Figure 6. Knockdown (KD) of MUC4 in CRC cell lines mediates β-catenin signaling. (A) A panel of CRC cell lines was used and screened for MUC4 expression (Colo357 pancreatic cancer cell line used as a positive control). (B) Stable KD of MUC4 in both LS-180 and HCT-8 CRC cell lines. (C) Expression of nuclear β-catenin levels in a sub-cellular fraction of CRC cell line done by western blot.

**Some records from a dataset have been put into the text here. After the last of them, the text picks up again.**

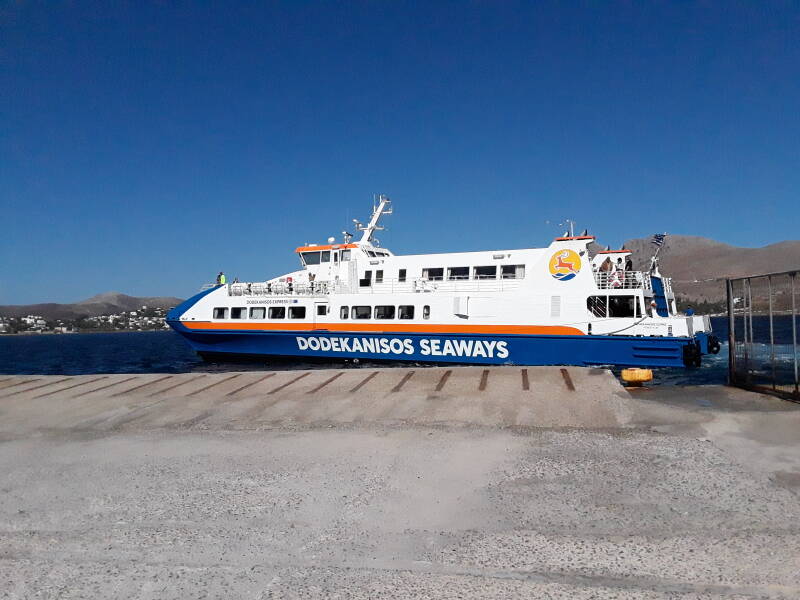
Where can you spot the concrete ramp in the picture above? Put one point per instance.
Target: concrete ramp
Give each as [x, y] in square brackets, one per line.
[492, 396]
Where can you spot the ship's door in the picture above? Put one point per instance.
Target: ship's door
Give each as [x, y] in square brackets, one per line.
[321, 315]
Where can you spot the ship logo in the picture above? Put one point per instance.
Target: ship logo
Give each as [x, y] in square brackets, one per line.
[565, 264]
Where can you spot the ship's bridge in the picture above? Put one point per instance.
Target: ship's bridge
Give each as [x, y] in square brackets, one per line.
[317, 254]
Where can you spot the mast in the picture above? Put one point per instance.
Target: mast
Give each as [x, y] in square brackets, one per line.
[383, 207]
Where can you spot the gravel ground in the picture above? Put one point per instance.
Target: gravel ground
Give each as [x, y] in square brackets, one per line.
[376, 511]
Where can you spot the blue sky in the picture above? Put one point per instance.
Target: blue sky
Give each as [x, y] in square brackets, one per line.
[144, 147]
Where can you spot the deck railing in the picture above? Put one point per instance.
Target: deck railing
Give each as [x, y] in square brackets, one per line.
[369, 286]
[631, 280]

Additional kras mutation aggravates Apc tumors and reduces survival
Early CRC tumors typically possess 30-50% activation mutations in the Kras (45%) gene along with Apc mutations [3]. Hence, to understand the significance of Kras mutations in CRC, we crossed LSL-Kras mice [B6.129-Krastm4Tyj (01XJ6) from NCI Mouse Models of Human Cancers Consortium, Frederick, MD, USA] [29] with AMC and generated Apc-/-;KrasG12D/+;Muc4-/-; Cdx2P-creERT2 (referred as AKMC) and its littermate controls Apc-/-; KrasG12D/+;Cdx2P-creERT2 (AKC) (Figure 7A). The activation of cre-recombination was carried out as described in Figure 1D. Interestingly, additional kras mutation in AKMC mice did not observe any macroscopic tumors in the colon (Figure 7B). However, tumor histology of the colon reveals both AKMC and AKC animals had low-grade dysplastic (Figure 7C). Further, these animals had a shorter life span than AMC and AC mice (Figure 7D).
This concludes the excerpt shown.